[RESOLVED]
Hi,
I wrote a test application that compares 1D arrays to 2D arrays.
There are 3 variants:
-
1D array.
-
2D array.
-
2D array using pitched memory.
Originally I tried to test the offsetCopy from the best_practices_guide, when I noticed this bizarre result.
The code copies a 1024x1024 matrix in the global memory. I execute the kernel 1000 times. It takes 1 sec for the 1D version, and 7 seconds for the 2D arrays (both cases). Okay, what went wrong??
Now I set int szY = 1025, and the pitch now has an effect and is set to 1088. 1D and 2D cases run the same as before, but the 2D pitched version now runs in 2.6 seconds. Can someone please explain this??

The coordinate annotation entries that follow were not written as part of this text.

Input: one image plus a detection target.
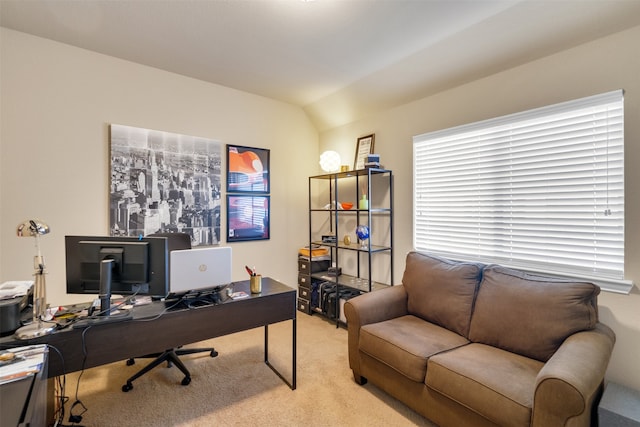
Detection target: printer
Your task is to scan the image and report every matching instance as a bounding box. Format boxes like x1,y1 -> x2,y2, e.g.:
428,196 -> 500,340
0,281 -> 33,336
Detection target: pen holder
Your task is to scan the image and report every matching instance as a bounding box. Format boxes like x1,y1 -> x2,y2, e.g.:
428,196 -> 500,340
249,274 -> 262,294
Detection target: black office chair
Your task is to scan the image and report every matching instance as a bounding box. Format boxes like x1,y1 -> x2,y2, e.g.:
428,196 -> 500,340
122,233 -> 218,392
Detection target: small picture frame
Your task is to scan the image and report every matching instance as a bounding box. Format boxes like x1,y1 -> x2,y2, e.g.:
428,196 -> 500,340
227,194 -> 270,242
353,133 -> 376,170
227,144 -> 270,194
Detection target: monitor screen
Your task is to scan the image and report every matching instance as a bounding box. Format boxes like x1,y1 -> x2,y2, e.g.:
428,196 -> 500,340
65,236 -> 169,298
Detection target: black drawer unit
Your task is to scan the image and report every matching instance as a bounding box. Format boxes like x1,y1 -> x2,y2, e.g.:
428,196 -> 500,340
298,257 -> 330,314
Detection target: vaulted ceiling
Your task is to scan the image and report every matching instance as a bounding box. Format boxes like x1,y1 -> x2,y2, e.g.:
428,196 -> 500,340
0,0 -> 640,131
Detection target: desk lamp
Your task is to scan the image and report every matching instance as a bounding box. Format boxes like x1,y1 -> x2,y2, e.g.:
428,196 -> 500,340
16,219 -> 55,339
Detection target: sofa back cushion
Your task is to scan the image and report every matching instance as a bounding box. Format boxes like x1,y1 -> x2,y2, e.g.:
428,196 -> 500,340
469,265 -> 600,362
402,252 -> 482,337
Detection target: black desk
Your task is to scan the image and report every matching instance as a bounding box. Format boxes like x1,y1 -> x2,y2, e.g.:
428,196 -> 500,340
0,278 -> 296,390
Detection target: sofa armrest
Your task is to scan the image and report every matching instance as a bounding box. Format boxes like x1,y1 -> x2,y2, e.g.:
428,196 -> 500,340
531,323 -> 615,427
344,285 -> 408,384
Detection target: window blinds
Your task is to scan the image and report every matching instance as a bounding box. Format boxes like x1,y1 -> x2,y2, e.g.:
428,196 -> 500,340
414,90 -> 631,292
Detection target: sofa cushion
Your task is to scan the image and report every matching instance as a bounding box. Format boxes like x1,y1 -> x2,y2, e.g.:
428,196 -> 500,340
359,315 -> 469,382
469,265 -> 600,362
402,252 -> 482,337
425,343 -> 544,426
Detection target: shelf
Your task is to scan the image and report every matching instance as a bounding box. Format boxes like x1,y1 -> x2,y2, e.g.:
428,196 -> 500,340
311,168 -> 391,179
311,271 -> 391,292
309,208 -> 391,214
301,168 -> 393,325
311,241 -> 391,253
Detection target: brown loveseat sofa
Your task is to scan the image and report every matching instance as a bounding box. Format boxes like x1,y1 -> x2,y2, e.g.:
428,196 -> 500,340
344,252 -> 615,427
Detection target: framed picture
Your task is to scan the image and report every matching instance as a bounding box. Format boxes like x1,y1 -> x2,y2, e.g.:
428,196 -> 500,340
353,133 -> 376,170
227,194 -> 270,242
109,124 -> 222,246
227,145 -> 269,193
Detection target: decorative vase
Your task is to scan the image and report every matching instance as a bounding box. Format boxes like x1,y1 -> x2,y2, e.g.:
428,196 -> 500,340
356,225 -> 369,249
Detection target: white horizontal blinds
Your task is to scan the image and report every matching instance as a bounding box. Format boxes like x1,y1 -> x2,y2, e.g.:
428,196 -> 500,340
414,91 -> 624,280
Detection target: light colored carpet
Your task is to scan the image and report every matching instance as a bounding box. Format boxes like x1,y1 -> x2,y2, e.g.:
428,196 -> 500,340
58,313 -> 433,427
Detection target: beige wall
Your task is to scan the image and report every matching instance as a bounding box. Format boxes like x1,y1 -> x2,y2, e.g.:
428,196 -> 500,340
320,27 -> 640,389
0,28 -> 318,305
0,23 -> 640,389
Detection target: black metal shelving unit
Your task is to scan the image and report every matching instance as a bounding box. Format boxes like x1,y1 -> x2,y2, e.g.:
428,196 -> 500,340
299,168 -> 394,326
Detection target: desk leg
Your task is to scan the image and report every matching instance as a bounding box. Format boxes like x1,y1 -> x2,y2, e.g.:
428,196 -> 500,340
264,318 -> 297,390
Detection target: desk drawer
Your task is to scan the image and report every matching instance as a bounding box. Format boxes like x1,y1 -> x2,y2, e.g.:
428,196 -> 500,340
298,286 -> 311,301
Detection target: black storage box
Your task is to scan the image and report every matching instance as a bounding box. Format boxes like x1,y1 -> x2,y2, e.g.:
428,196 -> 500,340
298,258 -> 331,274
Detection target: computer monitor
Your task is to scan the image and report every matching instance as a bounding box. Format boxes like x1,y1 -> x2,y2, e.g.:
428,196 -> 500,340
65,236 -> 169,298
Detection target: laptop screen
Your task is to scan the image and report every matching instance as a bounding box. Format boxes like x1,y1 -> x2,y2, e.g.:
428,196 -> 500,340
167,246 -> 231,298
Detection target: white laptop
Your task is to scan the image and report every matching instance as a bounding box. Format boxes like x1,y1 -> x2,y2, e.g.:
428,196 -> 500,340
167,246 -> 231,298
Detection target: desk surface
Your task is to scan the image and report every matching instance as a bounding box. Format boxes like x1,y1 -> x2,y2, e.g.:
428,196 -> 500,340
0,278 -> 296,377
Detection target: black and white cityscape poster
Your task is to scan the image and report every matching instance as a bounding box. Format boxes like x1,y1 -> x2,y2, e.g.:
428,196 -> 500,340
109,124 -> 222,246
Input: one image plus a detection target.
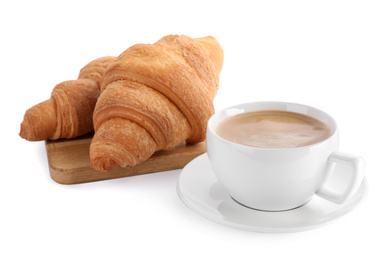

Here is the full test code:
#include <iostream>
using namespace std;
#include "../shared/stopwatch.h"
__global__ void offsetCopy1D(float *odata, float* idata, int offset)
{
int szX = blockDim.x * gridDim.x;
int i = blockIdx.x * blockDim.x + threadIdx.x + offset;
i = i % szX;
odata[i] = idata[i];
}
__global__ void offsetCopy2D(float *odata, float* idata, int offset)
{
int szX = blockDim.x * gridDim.x;
int szY = blockDim.y * gridDim.y;
int i = blockIdx.x * blockDim.x + threadIdx.x + offset; // RESOLVED: here is the problem, you should swap i with j.
i = i % szX;
int j = blockIdx.y * blockDim.y + threadIdx.y;
odata[i*szY + j] = idata[i*szY + j];
}
__global__ void offsetCopy2D_pitch(float *odata, float* idata, size_t pitch, int offset)
{
int szX = blockDim.x * gridDim.x;
// int szY = blockDim.y * gridDim.y;
int i = blockIdx.x * blockDim.x + threadIdx.x + offset;
i = i % szX;
int j = blockIdx.y * blockDim.y + threadIdx.y;
odata[i*pitch + j] = idata[i*pitch + j];
}
void test_res()
{
cudaError_t errorCode = cudaGetLastError();
if (errorCode != cudaSuccess) {
cout << "Cuda errorCode = " << cudaGetErrorString(errorCode) << endl;
throw std::exception("Cuda error!");
}
}
int main(int argc, char** argv)
{
Stopwatch sw;
sw.start_print();
float * din = NULL;
float * dout = NULL;
int szX = 1024;
int szY = 1024;
dim3 threads = dim3(16, 16);
dim3 blocks = dim3(szX / threads.x, szY / threads.y);
bool b2D = 1;
bool bPitch = 1;
size_t pitch;
if ( !bPitch ) {
cudaMalloc((void**)&din, sizeof(float) * szX * szY);
cudaMalloc((void**)&dout, sizeof(float) * szX * szY);
} else {
cudaMallocPitch( (void**) &din, &pitch , szY * sizeof(float) , szX);
cudaMallocPitch( (void**) &dout, &pitch , szY * sizeof(float) , szX);
pitch /= sizeof(float);
cout << "Pitch " << pitch << endl;
}
test_res();
int offset = 0;
for ( int it = 0 ; it < 1000 ; it++ ) {
if ( b2D ) {
if ( !bPitch )
offsetCopy2D<<<blocks, threads>>>(dout, din, offset);
else {
offsetCopy2D_pitch<<<blocks, threads>>>(dout, din, pitch, offset);
}
} else {
int nBlocks = blocks.x * blocks.y;
int nThreads = threads.x * threads.y;
offsetCopy1D<<<nBlocks, nThreads>>>(dout, din, offset);
}
test_res();
}
cudaFree(din);
cudaFree(dout);
cudaThreadExit();
test_res();
sw.print();
}